Chinese hot rolled coil markets fell silent last week as traders and end users began their Lunar New Year holidays. Export offers however kept climbing as the Chinese domestic macroeconomic outlook is positive and quotes from other origins also remained strong, Kallanish notes.

In Shanghai on Friday afternoon, 5.5x1,500mm Q235 HRC was traded at around CNY 4,210-4,230/tonne ($621-624/t), remaining unchanged week-on-week. On the Shanghai Futures Exchange, meanwhile, the most-traded May 2023 contract for HRC lost CNY 23/t from Thursday and CNY 1/t on-week to CNY 4,201/t.

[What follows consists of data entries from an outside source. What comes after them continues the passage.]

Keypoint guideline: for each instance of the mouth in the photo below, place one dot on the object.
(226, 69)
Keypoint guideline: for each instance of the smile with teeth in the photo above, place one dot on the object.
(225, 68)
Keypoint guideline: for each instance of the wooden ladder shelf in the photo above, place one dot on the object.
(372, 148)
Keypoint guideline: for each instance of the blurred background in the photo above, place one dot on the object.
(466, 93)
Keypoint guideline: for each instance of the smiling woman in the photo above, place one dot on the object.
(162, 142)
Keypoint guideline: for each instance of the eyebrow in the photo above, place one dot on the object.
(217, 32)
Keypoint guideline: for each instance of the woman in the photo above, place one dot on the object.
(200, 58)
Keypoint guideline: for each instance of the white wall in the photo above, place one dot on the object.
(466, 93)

The domestic spot market was basically at a standstill last week, meaning those spot traders who were operating had little incentive to make frequent price changes. There was ultimately no negative impact from Covid or December data news, so the market remained stable.

Chinese HRC export transactions are also not expected to pick up in the short term. However, offers ran up because various stimulus policy announcements have painted a more optimistic picture for the coming months.

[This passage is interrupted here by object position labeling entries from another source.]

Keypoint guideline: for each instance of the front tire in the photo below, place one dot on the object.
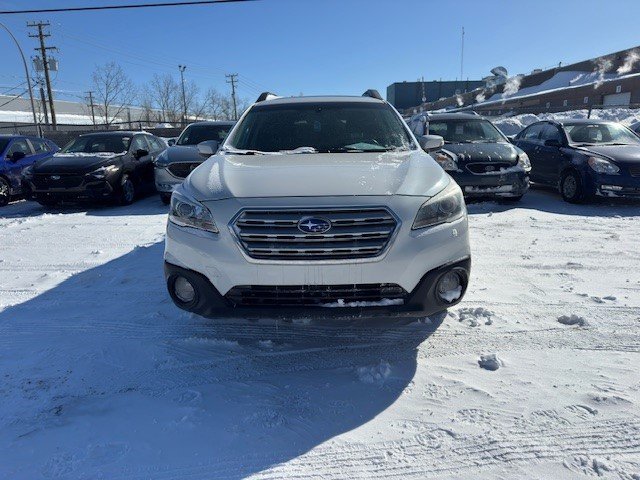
(572, 188)
(127, 192)
(5, 192)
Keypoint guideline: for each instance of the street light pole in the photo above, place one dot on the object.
(26, 72)
(182, 68)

Chinese HRC allocation for February shipment has been almost sold out, and exporters were bullish on March sales. This also helped offers to rise despite a lack of deals.

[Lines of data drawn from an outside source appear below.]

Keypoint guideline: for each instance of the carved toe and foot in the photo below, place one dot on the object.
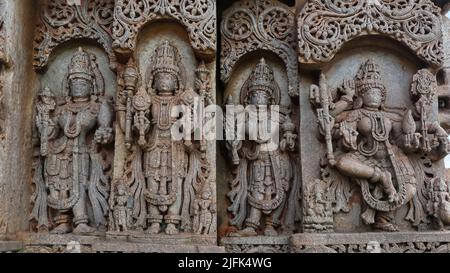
(83, 229)
(171, 229)
(62, 229)
(153, 229)
(246, 232)
(388, 187)
(389, 227)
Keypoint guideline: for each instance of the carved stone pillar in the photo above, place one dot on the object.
(17, 88)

Big mills offered SS400 HRC at $645-650/t fob China before breaking for the holiday, and over $660/t fob for SAE 1006 HRC. These quotes were negotiable and typically higher than the most competitive levels in export markets.

“I don't rule out the possibility that some traders raised their offers too much. Maybe they want to test the market reaction and make adjustments after the Chinese New Year holidays,” an exporter in eastern China commented on Friday.

Kallanish assessed 2mm SAE 1006 HRC at $650-660/t fob China on 20 January, up $20/t from the prior week.